Le chronographe horloger : le clan des puristes
Le collectionneur averti recherche l’essence du chronographe, autant sur sa partie technique que sur son esthétique originelle et telle qu’elle a pu évoluer selon des canons bien maîtrisés. En ces terres, point d’extravagance, mais la révérence à un patrimoine horloger qui a su préserver son âme. Le chronographe signe son appartenance à une communauté savante, férue de belle mécanique. Parmi les pièces de choix: les éditions Minerva telles que ponctuellement rééditées par Montblanc, les derniers chronographes Angelus et Patek Philippe, la modernité d’un Chronor signé Parmigiani, la technicité d’une Odysseus d’A. Lange & Söhne.
Le chronographe lifestyle : l'esprit chrono avant tout
Sa fonction chronométrique première a cédé le pas à l’esprit qu’il incarne. Son propriétaire se projette dans une époque, un style de vie, une manière d’être. On pense ici au gentleman driver qui s’entiche de la nouvelle TAG Heuer Carrera ou de la Vintage Rally de Frédérique Constant, voire à la loupe d’orme de la collection Automotive de Ralph Lauren. Autre témoin d’une ère phare du design horloger : le modèle Sixties de Glashütte Original, furieusement rétro.

Le chronographe ultramoderne : 100% disruptif
C’est un chronographe de rupture. Il assume sa différence de l’héritage horloger : le passé est le passé, allons de l’avant ! Ce chronographe offre quelque chose de nouveau à l’homme du XXIe siècle. C’est une pièce d’avant-garde. Parmi les modèles de prédilection: la très complexe Sequential de MB&F, le double chrono DICE de Cyrus, la Track1 de Singer Reimagined et la Streamliner de H. Moser & Cie. avec affichage central, ou encore l’hyper horlogerie Roger Dubuis inspirée des bolides Lamborghini.

Le chronographe conquérant : tout pour le statut
Il traduit la conquête, l’ambition et sa réussite associée. C’est le chronographe statutaire par excellence, porté aussi bien pour la complication elle-même que pour les valeurs de la marque qui y appose sa signature. Il s’impose de lui-même, comme le Cosmograph Daytona de Rolex ou la Royal Oak d’Audemars Piguet. La pure talking piece.

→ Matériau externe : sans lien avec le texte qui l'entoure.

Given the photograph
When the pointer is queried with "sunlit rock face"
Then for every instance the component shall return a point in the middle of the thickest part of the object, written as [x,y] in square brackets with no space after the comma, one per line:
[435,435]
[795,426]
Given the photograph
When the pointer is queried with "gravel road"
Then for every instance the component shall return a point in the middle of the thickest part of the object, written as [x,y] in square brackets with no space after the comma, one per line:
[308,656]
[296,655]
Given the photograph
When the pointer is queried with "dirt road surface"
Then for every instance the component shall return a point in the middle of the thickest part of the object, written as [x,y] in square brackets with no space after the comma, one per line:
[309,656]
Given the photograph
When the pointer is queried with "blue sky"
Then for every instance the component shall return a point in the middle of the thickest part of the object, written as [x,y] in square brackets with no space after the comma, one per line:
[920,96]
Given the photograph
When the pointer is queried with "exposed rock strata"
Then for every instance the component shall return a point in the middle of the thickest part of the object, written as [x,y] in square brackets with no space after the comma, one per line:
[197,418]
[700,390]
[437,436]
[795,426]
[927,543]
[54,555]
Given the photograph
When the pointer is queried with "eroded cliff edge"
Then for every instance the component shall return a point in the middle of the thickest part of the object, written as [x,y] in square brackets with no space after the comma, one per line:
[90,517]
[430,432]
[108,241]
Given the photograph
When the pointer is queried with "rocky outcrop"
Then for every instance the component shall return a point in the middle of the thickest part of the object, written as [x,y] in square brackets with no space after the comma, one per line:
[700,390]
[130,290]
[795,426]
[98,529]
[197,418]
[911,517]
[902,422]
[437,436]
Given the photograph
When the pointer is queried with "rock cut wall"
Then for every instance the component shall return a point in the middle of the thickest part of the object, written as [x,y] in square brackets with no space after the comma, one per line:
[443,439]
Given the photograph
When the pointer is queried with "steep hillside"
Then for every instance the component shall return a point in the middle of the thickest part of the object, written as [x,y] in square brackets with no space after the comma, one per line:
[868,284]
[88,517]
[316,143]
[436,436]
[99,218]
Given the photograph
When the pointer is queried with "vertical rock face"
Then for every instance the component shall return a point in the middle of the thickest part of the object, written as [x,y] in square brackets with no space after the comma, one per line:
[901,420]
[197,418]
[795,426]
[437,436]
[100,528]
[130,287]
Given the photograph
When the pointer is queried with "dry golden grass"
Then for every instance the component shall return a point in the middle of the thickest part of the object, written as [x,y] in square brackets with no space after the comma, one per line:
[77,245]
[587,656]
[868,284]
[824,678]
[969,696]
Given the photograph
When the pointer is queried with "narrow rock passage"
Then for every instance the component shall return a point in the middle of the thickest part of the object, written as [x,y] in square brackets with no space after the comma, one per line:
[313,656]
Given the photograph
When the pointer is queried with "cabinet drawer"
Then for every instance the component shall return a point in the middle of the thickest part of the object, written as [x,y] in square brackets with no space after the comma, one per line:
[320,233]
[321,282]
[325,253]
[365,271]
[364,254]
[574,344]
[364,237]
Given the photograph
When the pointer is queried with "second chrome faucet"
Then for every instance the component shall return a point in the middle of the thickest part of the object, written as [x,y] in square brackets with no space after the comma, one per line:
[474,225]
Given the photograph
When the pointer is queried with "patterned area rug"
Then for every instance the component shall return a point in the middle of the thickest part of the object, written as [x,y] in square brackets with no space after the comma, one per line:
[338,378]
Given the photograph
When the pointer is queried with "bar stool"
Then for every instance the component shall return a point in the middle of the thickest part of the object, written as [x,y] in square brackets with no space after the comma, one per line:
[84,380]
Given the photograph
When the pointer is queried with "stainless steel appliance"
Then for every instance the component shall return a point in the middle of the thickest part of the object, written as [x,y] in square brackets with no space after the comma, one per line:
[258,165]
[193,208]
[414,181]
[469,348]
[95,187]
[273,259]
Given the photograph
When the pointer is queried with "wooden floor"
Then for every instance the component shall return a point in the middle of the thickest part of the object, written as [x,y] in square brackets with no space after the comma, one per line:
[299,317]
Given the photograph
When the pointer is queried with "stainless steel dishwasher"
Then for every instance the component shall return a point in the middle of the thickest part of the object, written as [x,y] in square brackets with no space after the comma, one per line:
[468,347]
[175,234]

Le chronographe passion : l'instrument d'excellence
Certains chronographes voient leur histoire associée à une discipline à laquelle le propriétaire voue sa passion. Ce que porte ce collectionneur traduit, sans le dire, ce qui fait battre son cœur : la Breitling Navitimer, la BR 03-94 de Bell & Ross et la Zenith Pilot pour l’aviation, la RM 70-01 Prost pour le vélo, l’Omega Moonwatch pour la conquête de l’espace, une Hublot Big Bang e «UEFA» pour le football, parmi d’autres.

Le chronographe de ville : montre d'abord, chronographe ensuite
Ici, le chronographe est une complication additionnelle et qui doit le rester. Dans cette perspective, l’esthétique de la montre prime, le chronographe doit s’y plier. Il doit se fondre dans le cadran, dans la boîte, apporter une note sportive mais derrière celle de l’élégance. On pense ici à la dernière H08 Chronographe de Hermès ou à la Reverso Chronographe de Jaeger-LeCoultre dont la complication peut même s’occulter, ou encore à l’Octo Finissimo Chronographe de Bulgari, où seuls comptent l’architecture ultraplate et le design à la romaine, dans lesquels le chronographe se coule.